Magnetic Signatures of a Putative Fractional Topological Insulator in Twisted MoTe2

The interplay among electronic correlation, topology, and time-reversal-symmetry (TRS) often leads to exotic quantum states of matter. Primary examples include the recently realized fractional Chern insulators (FCIs) in twisted MoTe2 bilayers (tMoTe2) 1–4 and multilayer graphene aligned with hBN 5, where TRS is broken in partially filled flat moiré Chern bands. Among the FCIs in tMoTe2, the most robust is at a hole filling of v = -2/3 per moiré unit cell 1–4,6,7. Interestingly, transient optical sensing 8 and more recent transport measurements 9,10 revealed a correlated state at v = -4/3, twice the filling factor for the v = -2/3 FCI. Here, employing pump-probe circular dichroism (CD) measurements on tMoTe2 with twist angles θ = 3.9^o and 3.7^o, we find that the v = -4/3 state exhibits vanishing magnetization (m = 0) in finite windows of out-of-plane magnetic field |µ0H| ≤ ~2-4 mT, and a first order phase transition to ±m states at higher fields. This out-of-plane antiferromagnetic (AFM) like behavior is notably absent for all other correlated states and disappears for the v = -4/3 state at higher or lower twist angles of θ = 4.0^o and 3.3^o.

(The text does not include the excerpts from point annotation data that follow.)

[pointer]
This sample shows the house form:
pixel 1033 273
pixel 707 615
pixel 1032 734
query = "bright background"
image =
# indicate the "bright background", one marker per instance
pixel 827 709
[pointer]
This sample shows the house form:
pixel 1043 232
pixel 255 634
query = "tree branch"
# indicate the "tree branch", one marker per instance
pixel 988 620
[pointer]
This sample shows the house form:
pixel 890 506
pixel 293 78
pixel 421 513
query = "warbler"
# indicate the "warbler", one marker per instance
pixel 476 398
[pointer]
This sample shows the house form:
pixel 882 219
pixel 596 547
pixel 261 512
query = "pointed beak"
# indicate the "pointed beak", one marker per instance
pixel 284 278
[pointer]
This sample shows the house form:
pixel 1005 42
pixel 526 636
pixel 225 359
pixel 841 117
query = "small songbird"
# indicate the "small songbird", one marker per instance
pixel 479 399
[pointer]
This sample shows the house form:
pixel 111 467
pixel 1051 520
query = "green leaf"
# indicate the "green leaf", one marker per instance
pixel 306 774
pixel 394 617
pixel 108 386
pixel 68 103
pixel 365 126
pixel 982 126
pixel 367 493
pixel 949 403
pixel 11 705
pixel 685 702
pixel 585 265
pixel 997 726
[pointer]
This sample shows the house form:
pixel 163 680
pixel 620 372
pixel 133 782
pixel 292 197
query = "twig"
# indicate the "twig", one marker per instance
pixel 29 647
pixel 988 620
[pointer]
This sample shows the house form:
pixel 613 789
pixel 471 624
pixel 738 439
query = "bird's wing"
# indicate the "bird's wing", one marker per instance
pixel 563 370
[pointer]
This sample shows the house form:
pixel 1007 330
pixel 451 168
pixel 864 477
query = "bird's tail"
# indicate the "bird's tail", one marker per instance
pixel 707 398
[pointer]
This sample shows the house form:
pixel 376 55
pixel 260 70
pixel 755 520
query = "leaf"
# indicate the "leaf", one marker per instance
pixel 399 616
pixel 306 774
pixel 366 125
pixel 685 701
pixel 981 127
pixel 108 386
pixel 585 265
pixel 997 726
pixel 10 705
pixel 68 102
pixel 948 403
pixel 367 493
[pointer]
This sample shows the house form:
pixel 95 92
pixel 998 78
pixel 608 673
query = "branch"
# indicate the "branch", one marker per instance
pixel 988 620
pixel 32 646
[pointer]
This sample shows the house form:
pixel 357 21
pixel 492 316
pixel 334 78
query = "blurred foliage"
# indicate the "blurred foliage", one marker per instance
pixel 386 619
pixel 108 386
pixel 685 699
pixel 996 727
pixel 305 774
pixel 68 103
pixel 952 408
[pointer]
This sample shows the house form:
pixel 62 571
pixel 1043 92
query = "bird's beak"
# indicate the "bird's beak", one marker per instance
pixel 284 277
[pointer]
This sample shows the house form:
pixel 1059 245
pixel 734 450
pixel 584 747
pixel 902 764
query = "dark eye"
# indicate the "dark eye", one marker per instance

The observed magnetic signature at v = -4/3 is consistent with a predicted fractional topological insulator (FTI) with TRS, consisting of two copies of -2/3 FCIs with opposite chiralities 11. We support these findings with calculations in the interacting continuum model of tMoTe2. Our work presents a candidate for fractional topological insulators with TRS 12–14.